Asia’s femtech startups that are addressing woman’s health care need …

Kolding, Denmark, 7 March; 2022

From period poverty to menopause, women's health issues have historically been sidelined by the medical industry. Ahead of International Women's Day, take a look at some of Asia's femtech startups that are addressing women's unmet health care need.

Period poverty -- inadequate access to menstrual hygiene tools and education -- is estimated to affect as many as 1 in 10 menstruating girls and women worldwide, according to a report by the United Nations.

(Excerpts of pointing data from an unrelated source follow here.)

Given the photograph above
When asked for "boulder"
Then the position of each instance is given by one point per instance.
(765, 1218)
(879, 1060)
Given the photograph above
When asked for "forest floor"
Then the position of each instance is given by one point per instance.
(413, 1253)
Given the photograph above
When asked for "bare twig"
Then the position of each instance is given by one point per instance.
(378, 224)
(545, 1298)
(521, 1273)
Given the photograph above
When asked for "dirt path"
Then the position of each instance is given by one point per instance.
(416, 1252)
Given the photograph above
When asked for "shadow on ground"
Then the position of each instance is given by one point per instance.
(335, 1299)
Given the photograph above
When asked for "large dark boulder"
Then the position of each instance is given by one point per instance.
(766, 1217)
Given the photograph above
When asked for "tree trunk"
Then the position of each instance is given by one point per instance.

“Despite the prevalence of period poverty, and its potential impact on girls' education, improving menstrual health is rarely at the top of governments' to-do lists”, said Trine Angeline Sig, managing director of Real Relief, a Danish-based company that has been designing sustainable aid products for developing countries since 2013. "I have so many stories from entering high-level offices and meeting ministers," Sig told Nikkei Asia. "And when you talk to them about combating malaria, or distributing mosquito nets, etc., they will listen and they think it's fantastic. But the minute you bring up sanitary products, the meeting is suddenly over and they don't have time. Menstruation is so stigmatized in so many countries, and men don't want to be involved."

Out with the old, in with the tech

In the absence of sufficient representation in mainstream health care, entrepreneurs across Asia are turning to a new force to address women's health concerns: Femtech. Coined in the U.S. in 2016, "femtech" refers to any software, product or service that uses technology to improve women's health. Early femtech came in the form of sustainable sanitary products for tackling period poverty, such as the 3,200 sanitary kits produced and distributed in Laos by Lotus in 2016. The kits contained reusable pads, underwear and detergent, and were produced by girls enrolled in Lotus' education program.

To combat period poverty in rural Laos, Lotus Educational Fund launched over 3,000 sanitary kits in 2016. The kits (pictured) contain reusable pads and underwear. (Photo courtesy of Lotus Educational Fund) 

As technology has evolved, so has femtech. In 2018, Real Relief won the Danish Design Award for its Safepad, a reusable sanitary towel made with a unique antimicrobial fabric that kills any bacteria within 30 seconds.

Managing director Sig explained that antimicrobial technology is necessary because many girls in Asia's poorest regions do not have access to clean water. "With Safepad," Sig said, "even if you wash it in a contaminated lake or river, the fabric kills any harmful bacteria, so you don't have to worry about infections."

Safepad is currently distributed in 10 countries across Africa and Asia, including Laos and Bangladesh. RealRelief's latest challenge has been getting the product to girls in Afghanistan, which has been experiencing a humanitarian crisis following the withdrawal of U.S. troops last year, and where the UNHCR estimates 80% of the 700,000 displaced by conflict in 2021 are women and children. When the Taliban took over the country in August, Safepad's production center in Kabul was immediately forced to shut down.

SafePad is a reusable sanitary towel made with antimicrobial fabric to fight bacterial infection. It is currently being made and distributed in Taliban-led Afghanistan. (Photo courtesy of Real Relief) 

But after several months of cautious talks with the Taliban, Safepad was given permission to resume production, provided the 12 local women employed to assemble the pads are accompanied to and from work by male guardians. "I have to say," Sig said, "I didn't expect them to let us continue, but I was so happy for the women because they really look forward to coming to work every day. ... For them, it's freedom."

Asia's femtech boom

The last couple of years have seen a boom in investment in femtech worldwide. Analytical information agency FemTech Analytics counted 1,323 femtech companies globally last year, 41 of which were in Southeast Asia, with 1,292 investors.

Femtech's role in family planning

Demand for motherhood- and fertility-related femtech, which comprises 38% of the world's femtech market, shot up during the pandemic.